L’encadrement des loyers est-il vraiment respecté à Grenoble ?
À l’échelle nationale, l’encadrement des loyers semble encore loin d’être pleinement intégré dans les pratiques locatives. Selon le 6e baromètre annuel publié par la Fondation pour le logement, 37 % des annonces analysées dépassent les plafonds légaux, marquant une hausse de 5 points par rapport à 2025.
Ce phénomène est particulièrement accentué à Paris, où 46 % des offres sont illégales, avec des pics atteignant 64 % dans le 3e arrondissement.

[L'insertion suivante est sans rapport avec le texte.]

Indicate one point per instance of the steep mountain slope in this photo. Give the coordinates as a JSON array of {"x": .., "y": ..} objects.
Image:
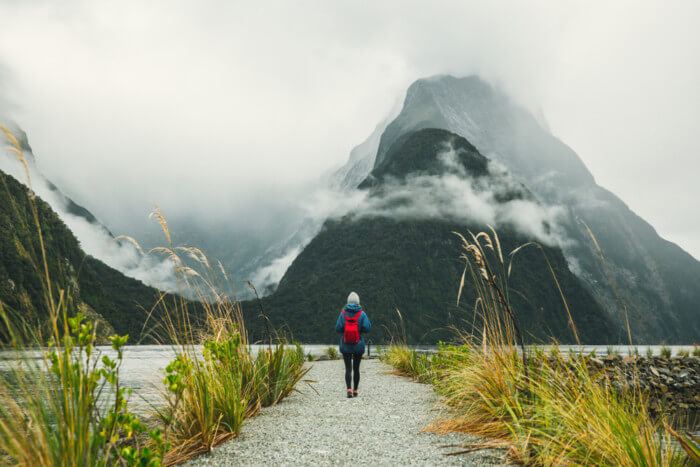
[
  {"x": 398, "y": 251},
  {"x": 658, "y": 283},
  {"x": 120, "y": 300}
]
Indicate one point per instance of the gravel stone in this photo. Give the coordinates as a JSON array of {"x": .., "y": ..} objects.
[{"x": 323, "y": 427}]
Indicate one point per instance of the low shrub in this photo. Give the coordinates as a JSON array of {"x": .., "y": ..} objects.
[{"x": 332, "y": 353}]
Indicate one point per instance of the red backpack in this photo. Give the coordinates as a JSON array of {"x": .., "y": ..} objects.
[{"x": 351, "y": 335}]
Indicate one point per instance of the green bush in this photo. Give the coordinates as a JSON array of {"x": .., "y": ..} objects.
[{"x": 332, "y": 353}]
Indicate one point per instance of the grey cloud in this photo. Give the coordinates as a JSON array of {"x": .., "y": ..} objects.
[{"x": 224, "y": 114}]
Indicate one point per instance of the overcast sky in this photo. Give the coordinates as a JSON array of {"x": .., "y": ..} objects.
[{"x": 229, "y": 109}]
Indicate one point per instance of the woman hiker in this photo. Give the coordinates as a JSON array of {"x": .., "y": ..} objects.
[{"x": 352, "y": 324}]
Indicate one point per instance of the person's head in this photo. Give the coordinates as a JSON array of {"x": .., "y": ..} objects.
[{"x": 354, "y": 298}]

Les petites surfaces, notamment les logements de 10 m² ou moins, sont les plus touchées, avec 92 % d’entre eux franchissant les limites imposées par la loi. En revanche, le montant des dépassements semble se stabiliser, avec un surloyer moyen s’élevant à 159 € par mois en France, contre 191 € l’année précédente.
Lyon bon élève, Grenoble peut mieux faire
Dans les métropoles régionales, les écarts sont marqués. Montpellier se distingue comme le meilleur élève avec seulement 12 % d’annonces non conformes et un dépassement moyen de 63 €. Bordeaux, quant à elle, présente une amélioration notable avec 17 % d’infractions, contre 37 % en 2023.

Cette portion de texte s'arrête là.